En sollicitant ainsi le spectateur, Pakula le met dans une situation similaire au héros d’À cause d’un assassinat, à qui l’on projette une succession d’images, a priori sans liens entre elles, mais qui se juxtaposent progressivement de telle manière qu’elles prennent un sens dérangeant. Cette illustration parfaite de l’effet Koulechov permet de souligner l’impact du montage. Pakula, dans ce clin d’œil, parvient paradoxalement à démystifier le geste cinématographique, tout en suscitant chez le spectateur une certaine méfiance vis-à-vis de ce qui lui est donné de voir. Tout comme Warren Betty, le spectateur doit subir le flot d’images : le geste de Pakula devient politique, car le spectateur prend conscience de ce qu’il regarde. Acteur du film (puisqu’il est véritablement à la place de Warren Betty), il en est également victime car il ne peut échapper à ce qu’il voit : c’est à sa conscience politique que le film en appelle.

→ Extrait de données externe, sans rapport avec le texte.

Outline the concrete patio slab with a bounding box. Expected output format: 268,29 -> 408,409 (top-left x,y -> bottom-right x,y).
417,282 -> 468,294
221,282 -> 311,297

Une architecture de la paranoïa
L’une des principales qualités esthétiques de la trilogie vient de sa collaboration avec Gordon Willis, son chef-opérateur (qui a également travaillé pour Coppola ou Allen). Dans chacun des trois films, le cadrage permet au réalisateur d’accentuer l’aspect labyrinthique de ses films : que ce soit le parking où Bob Woodward rencontre « Gorge Profonde » dans Les Hommes du président, ou cette immense tour de Seattle, filmée majestueusement dans À cause d’un assassinat. On retrouve chez Pakula l’héritage d’Antonioni dans la manière dont il filme les bâtiments : chez ces deux réalisateurs, l’architecture prend un sens. Chez Pakula, elle est filmée de telle sorte qu’elle est déshumanisée, pesant sur la petitesse de l’homme. La fragilité de Warren Betty, perdu dans les couloirs de la société Parallax ou à côté d’un immense barrage, n’en est que renforcée. Le glissement métonymique de l’architecture à l’organisation du complot renvoie à cette paranoïa persistante et sous-jacente, comme s’il y avait, derrière chaque mur des oreilles, ou des yeux. La mise sur écoute est commune à Klute et Les Hommes du président. Dans ce dernier, une scène symbolise cette paranoïa : Carl Bernstein (Dustin Hoffman) vient d’apprendre que sa vie ainsi que celle de son collègue Bob Woodward (Robert Redford) étaient en danger et qu’ils étaient probablement sur écoute. On voit alors Carl Bernstein venir vers son collègue trouver un drôle de stratagème pour le lui annoncer : il entre, met la musique très fort et écrit à la machine ce qu’il souhaite lui dire. Cette scène sera reprise dans d’autres film, comme dans Conversation secrète ou plus tard La Firme, mais elle revêt ici une dimension politique : par un même glissement métonymique, la machine renvoie au métier de journaliste, pourfendeur du mensonge, révélateur d’une vérité dérangeante.
On peut s’interroger aujourd’hui l’intérêt de ces film très ancrés historiquement. Malheureusement réduits à leur contexte socio-historique, ces films reflètent, à l’heure de Wikileaks et des fuites diplomatiques, une réflexion, encore tout à fait pertinente aujourd’hui, sur le pouvoir politique. Cette trilogie rappelle également la capacité qu’a le cinéma à remettre en question le pouvoir, et rejoint en ce sens d’autres films comme Z de Costa-Gavras ou Sacco et Vanzetti de Giuliano Montaldo, sortis respectivement en 1969 et 1971. Il serait salutaire aujourd’hui de retrouver cette manière de toucher au politique de manière aussi profonde et efficace.